Regarding how many file do i have? Inthink i ambstill confused and attacked to my previous version of elk-5 where we have single beats input files where we open the required network ports and same ports number of filter files according tonthe requied log pattern, and finally single output file point to the elasticseach db.
I have 5 network ports to listen and for the received logs and apply the pattern and save it in elastic DB.
Ibneed a sample of how to use the input file to open a network port,apply pattern and save it in the DB.

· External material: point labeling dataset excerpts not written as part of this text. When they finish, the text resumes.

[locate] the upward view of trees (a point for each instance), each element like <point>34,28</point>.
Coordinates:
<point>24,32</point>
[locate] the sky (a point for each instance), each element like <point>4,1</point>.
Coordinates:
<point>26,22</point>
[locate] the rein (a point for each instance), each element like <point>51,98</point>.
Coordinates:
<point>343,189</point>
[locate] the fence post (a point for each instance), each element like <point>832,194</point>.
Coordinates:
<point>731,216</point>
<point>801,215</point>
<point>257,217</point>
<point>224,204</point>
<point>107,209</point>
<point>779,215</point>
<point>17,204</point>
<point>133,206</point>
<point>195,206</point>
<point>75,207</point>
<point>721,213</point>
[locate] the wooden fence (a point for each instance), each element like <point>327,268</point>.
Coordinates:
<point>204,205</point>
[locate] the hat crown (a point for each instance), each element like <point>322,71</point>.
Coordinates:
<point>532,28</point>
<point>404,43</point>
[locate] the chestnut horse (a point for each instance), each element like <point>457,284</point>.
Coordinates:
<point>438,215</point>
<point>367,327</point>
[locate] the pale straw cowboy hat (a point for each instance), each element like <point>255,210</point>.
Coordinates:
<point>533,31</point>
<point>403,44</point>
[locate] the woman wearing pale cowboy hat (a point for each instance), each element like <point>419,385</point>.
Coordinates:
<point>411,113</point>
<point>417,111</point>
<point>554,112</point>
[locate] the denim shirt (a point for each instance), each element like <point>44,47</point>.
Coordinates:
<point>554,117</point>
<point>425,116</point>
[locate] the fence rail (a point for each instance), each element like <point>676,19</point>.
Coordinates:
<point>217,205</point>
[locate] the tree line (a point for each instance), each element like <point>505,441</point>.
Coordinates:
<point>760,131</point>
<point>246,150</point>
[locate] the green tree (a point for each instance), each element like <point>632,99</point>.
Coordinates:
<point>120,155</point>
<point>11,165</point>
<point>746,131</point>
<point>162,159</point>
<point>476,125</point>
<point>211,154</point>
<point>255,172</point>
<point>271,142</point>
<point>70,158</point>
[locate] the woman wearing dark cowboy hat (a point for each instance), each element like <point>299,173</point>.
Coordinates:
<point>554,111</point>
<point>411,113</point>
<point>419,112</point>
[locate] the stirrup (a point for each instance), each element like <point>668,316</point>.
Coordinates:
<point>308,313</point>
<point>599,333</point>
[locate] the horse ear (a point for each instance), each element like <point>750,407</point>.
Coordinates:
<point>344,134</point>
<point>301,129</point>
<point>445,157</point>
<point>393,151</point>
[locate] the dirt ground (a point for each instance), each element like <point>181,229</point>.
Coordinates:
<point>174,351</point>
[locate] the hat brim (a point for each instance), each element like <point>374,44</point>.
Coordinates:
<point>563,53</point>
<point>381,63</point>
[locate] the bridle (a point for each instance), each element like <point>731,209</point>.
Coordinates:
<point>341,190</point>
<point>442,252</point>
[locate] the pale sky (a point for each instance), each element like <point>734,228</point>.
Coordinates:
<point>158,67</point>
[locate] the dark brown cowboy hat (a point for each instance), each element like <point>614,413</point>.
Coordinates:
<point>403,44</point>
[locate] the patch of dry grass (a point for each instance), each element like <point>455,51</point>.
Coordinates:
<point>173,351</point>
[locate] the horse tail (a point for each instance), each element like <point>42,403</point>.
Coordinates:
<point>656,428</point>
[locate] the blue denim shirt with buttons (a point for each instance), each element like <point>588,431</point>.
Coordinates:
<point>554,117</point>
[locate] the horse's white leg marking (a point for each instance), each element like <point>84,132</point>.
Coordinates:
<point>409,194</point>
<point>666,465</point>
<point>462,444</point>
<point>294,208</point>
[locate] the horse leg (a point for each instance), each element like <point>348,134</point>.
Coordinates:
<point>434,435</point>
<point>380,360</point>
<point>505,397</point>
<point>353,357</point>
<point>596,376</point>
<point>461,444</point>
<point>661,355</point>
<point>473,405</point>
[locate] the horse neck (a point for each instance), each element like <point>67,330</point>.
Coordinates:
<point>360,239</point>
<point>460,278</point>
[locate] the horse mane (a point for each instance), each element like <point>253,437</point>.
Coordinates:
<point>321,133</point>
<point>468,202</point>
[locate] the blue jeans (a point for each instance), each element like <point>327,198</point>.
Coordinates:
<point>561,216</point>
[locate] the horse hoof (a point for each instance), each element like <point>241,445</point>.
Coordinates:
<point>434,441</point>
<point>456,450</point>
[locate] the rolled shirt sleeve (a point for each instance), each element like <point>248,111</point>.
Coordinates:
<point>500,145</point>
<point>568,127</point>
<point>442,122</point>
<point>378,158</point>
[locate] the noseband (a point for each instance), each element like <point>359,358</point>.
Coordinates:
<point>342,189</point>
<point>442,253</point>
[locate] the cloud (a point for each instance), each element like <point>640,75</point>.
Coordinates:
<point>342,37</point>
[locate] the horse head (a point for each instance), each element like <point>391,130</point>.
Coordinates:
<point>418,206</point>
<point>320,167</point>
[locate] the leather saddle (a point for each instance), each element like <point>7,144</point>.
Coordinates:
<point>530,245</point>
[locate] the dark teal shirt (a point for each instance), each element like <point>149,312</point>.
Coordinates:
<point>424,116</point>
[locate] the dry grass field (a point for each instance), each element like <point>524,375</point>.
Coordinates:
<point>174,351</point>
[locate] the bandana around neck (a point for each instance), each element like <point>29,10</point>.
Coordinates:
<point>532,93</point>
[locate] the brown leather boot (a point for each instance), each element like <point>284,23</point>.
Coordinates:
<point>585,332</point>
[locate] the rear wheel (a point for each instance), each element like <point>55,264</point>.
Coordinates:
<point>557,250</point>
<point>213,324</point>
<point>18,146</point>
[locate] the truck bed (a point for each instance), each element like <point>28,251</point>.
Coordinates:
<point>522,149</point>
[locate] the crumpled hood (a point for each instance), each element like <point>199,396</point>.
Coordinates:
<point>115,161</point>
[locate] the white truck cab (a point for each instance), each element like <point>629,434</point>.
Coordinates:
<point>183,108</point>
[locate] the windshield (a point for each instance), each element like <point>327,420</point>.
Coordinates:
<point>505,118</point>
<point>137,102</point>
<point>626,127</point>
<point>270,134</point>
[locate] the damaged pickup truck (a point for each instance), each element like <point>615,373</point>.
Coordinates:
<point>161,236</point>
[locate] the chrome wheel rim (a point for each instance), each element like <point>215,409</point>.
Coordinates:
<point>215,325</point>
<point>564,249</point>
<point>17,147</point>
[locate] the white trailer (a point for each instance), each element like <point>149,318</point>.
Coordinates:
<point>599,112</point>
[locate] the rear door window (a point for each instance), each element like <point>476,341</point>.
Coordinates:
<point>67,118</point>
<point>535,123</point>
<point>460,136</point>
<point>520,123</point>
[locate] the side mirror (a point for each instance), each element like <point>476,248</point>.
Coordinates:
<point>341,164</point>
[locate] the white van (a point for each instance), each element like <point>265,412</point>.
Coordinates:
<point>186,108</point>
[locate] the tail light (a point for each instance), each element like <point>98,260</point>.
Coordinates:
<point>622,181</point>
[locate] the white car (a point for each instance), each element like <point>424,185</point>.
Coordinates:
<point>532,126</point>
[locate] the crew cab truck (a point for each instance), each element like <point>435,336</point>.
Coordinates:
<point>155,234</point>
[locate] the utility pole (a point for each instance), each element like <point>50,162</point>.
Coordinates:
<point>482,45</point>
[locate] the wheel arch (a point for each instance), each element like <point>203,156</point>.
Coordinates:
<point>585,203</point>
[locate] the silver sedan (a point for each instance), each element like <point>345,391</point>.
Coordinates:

Mohammad_Ramadan_Abd · February 10, 2022, 3:59pm

Hello Leandro,
I have reviewed my previous setup which obvioudly that elk-5 totally different of this elk-7.
simply, and summary, I have various sevices in my data center that sends syslogs to elk-5 and I am moving now to elk-7.
obviously that how logstach indexs logs is difference which cause my confusion.
kindly, tell me how to receivee logs from devices on udp port such as 5514, and joine it with it's pattern. for example a switch sends syslog udp packets to elk-7 udp port 5514. how to receive the log in elk-7

Mohammad_Ramadan_Abd · February 12, 2022, 8:43am

Hello leandrojmp,
So far I could have my udp listener up, and receiving the logs, saved, and viewed by Kibana.
my issue now I need to apply filter "grok" which I am not able to apply it, I need example now to apply a grok filter to any of these opened udp ports because we have Cisco systems, ms windows systems, other systems, in the below config:
---------------------Config applied----------------
di@dar-elk-7:~$ sudo cat /etc/logstash/conf.d/02-beats-input.conf
[sudo] password for di:
input {
udp {
port => 5514
type => "syslog"
}
udp {
port => 5515
type => "windows2"
}
udp {
port => 5516
type => "windows1"
}
udp {
port => 5517
type => "vmware"
}
tcp {
type => "Other"

port => 5544
}
}
di@dar-elk-7:~$ sudo cat /etc/logstash/conf.d/30-Elasticsearch-output.conf
output {
if [@metadata][pipeline] {
Elasticsearch {
hosts => ["localhost:9200"]
manage_template => false
index => "sylog"
pipeline => "%{[@metadata][pipeline]}"
}
} else {
Elasticsearch {
hosts => ["localhost:9200"]
manage_template => false
index => "syslog-%{+YYYY.MM.dd}"
}
}
}
-----------------------------------------------------------TIA-------------------

system · March 12, 2022, 8:43am

This topic was automatically closed 28 days after the last reply. New replies are no longer allowed.